皆さまこんにちは。
私は理学療法士という医療者であり、脳腫瘍を患う病者/患者でもあります。
そんな私の経験を語るために、投稿いたします。どうぞお付き合いください。
今回は人類学者としてご活躍される磯野真穂先生の著書
「他者と生きる リスク・病い・死をめぐる人類学」
を参考に自身の経験と照らし合わせていきたいと思います。
「時間とは何か?」という問いに皆さまはどう答えますか…難しいですよね。
時間は個人の外側に存在し、かつ一定の速度で流れている。
そのため、個々の生きた時間を計測し、比較することができると述べられています。
さらにこの時間は、人間観に沿って幾つか分類されていることも特徴的かと思います。
医療者として患者の「時間」として考えると、
急性期から回復期、生活期と過去から現在、未来を一直線に結んだ時間が浮かぶのではないでしょうか。
一方、患者として「時間」を考えると、直線とは言い難い場面も存在します。
例えば、病気を知った時(急性期)私はなぜかあっさりと受容し、入院治療を楽しみにするという思考が働きました。今振り返っても不思議です。
しかし、時が過ぎるにつれ病気に恐怖を抱き、悲観的思考に陥ることが多くなりました。
なぜそうなるのか。
入院期間中はもちろん休職を余儀なくされます。
同期はもちろん、同世代は当たり前のように職務に励む一方、入院を通し自由が制限されることで、自身が社会的マイノリティに属していることを感じ、孤独感に苛まれてしまいました。
無事退院しても、家族や友人と接することで他者の存在を改めて認識し、それらを残し死に至るのではないかという、恐怖も芽生えてきました。
このことから社会という場所で他者との関係を通し、自身の予測と大きく異なる出来事に直面します。
それを「時間」に捉えると、直線ではなく曲線を描く不思議な「時間」が生成されます。
他にも、突如時間が止まり、逆方向へ進むこともあります。
統計学的な時間は直線を描き、一定の速度で進んでいきますが、
患者にとっての時間はこの概念から容易に逸脱する不思議な生き物のような特徴があります。

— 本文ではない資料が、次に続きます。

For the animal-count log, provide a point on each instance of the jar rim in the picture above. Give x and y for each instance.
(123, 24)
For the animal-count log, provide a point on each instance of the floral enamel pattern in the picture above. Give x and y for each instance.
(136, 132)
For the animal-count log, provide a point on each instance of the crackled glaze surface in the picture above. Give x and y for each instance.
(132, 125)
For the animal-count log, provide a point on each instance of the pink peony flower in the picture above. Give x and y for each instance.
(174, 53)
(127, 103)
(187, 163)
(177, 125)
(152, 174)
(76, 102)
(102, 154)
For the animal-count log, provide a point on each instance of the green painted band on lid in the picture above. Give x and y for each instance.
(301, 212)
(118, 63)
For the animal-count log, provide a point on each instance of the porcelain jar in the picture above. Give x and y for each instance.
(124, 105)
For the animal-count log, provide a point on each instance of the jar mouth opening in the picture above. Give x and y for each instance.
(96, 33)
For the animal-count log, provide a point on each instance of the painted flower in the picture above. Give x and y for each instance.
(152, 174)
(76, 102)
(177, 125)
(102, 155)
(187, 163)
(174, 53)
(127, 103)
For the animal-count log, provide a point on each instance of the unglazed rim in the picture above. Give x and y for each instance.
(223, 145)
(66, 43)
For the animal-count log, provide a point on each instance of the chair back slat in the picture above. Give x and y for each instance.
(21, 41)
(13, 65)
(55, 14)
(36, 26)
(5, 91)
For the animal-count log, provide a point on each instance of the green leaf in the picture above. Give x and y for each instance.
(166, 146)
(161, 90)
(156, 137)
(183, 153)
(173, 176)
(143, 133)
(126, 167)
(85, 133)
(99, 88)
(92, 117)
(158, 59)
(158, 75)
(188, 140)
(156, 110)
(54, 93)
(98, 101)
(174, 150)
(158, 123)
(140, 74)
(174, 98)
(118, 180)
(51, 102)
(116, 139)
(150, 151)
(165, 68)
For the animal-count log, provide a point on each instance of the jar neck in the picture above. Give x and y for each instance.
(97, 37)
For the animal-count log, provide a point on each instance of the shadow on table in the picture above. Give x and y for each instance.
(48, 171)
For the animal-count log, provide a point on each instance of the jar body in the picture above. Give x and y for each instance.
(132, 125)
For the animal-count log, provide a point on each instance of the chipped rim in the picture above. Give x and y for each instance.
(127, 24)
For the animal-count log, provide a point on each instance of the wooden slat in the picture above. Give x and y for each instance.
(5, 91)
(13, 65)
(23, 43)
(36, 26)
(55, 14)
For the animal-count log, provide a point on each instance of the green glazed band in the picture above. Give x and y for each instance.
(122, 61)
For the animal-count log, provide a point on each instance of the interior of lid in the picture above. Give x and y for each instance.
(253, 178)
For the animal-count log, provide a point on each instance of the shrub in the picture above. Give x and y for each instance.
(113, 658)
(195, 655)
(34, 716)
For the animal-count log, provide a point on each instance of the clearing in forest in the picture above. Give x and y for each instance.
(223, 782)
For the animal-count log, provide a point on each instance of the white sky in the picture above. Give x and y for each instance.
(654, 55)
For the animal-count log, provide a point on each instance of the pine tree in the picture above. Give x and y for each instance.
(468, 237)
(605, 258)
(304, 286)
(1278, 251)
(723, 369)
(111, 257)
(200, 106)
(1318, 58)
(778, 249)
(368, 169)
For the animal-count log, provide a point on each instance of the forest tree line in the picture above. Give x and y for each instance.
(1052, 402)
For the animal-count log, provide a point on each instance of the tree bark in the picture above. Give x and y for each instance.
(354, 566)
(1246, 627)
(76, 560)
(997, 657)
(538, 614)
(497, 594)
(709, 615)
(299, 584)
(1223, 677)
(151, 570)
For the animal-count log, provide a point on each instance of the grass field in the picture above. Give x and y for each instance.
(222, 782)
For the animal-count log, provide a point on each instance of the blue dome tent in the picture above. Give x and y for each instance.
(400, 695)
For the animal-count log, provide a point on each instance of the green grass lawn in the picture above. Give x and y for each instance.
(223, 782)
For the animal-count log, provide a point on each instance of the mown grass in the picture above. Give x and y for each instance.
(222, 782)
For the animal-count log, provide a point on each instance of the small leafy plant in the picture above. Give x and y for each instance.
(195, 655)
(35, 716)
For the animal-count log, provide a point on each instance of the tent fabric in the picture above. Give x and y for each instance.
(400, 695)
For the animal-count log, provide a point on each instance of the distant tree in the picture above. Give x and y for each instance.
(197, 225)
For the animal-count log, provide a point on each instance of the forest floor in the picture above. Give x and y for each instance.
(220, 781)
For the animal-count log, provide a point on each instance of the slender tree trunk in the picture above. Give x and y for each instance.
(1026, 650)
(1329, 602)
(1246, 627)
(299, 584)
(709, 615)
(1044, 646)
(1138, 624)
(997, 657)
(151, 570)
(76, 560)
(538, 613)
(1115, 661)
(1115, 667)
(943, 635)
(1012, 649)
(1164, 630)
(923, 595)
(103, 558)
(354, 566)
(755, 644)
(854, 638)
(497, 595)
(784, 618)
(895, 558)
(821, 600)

ぜひ、日々の臨床において時間を様々な角度から考えてみてはいかがでしょうか。
最後までご覧いただき、ありがとうございました。
田中祐介さんの投稿でした。
『医療者と患者:二足の草鞋を履く私』
もどうぞご覧ください。
【参考文献】
1) 磯野真穂:他者と生きる リスク・病い・死をめぐる人類学.集英社新書,2022.



コメント
ご投稿ありがとうございます。
病いの時間について、考えさせてもらえる内容でした。
病いについて、安易に直線的に捉えることがないようにしたいです。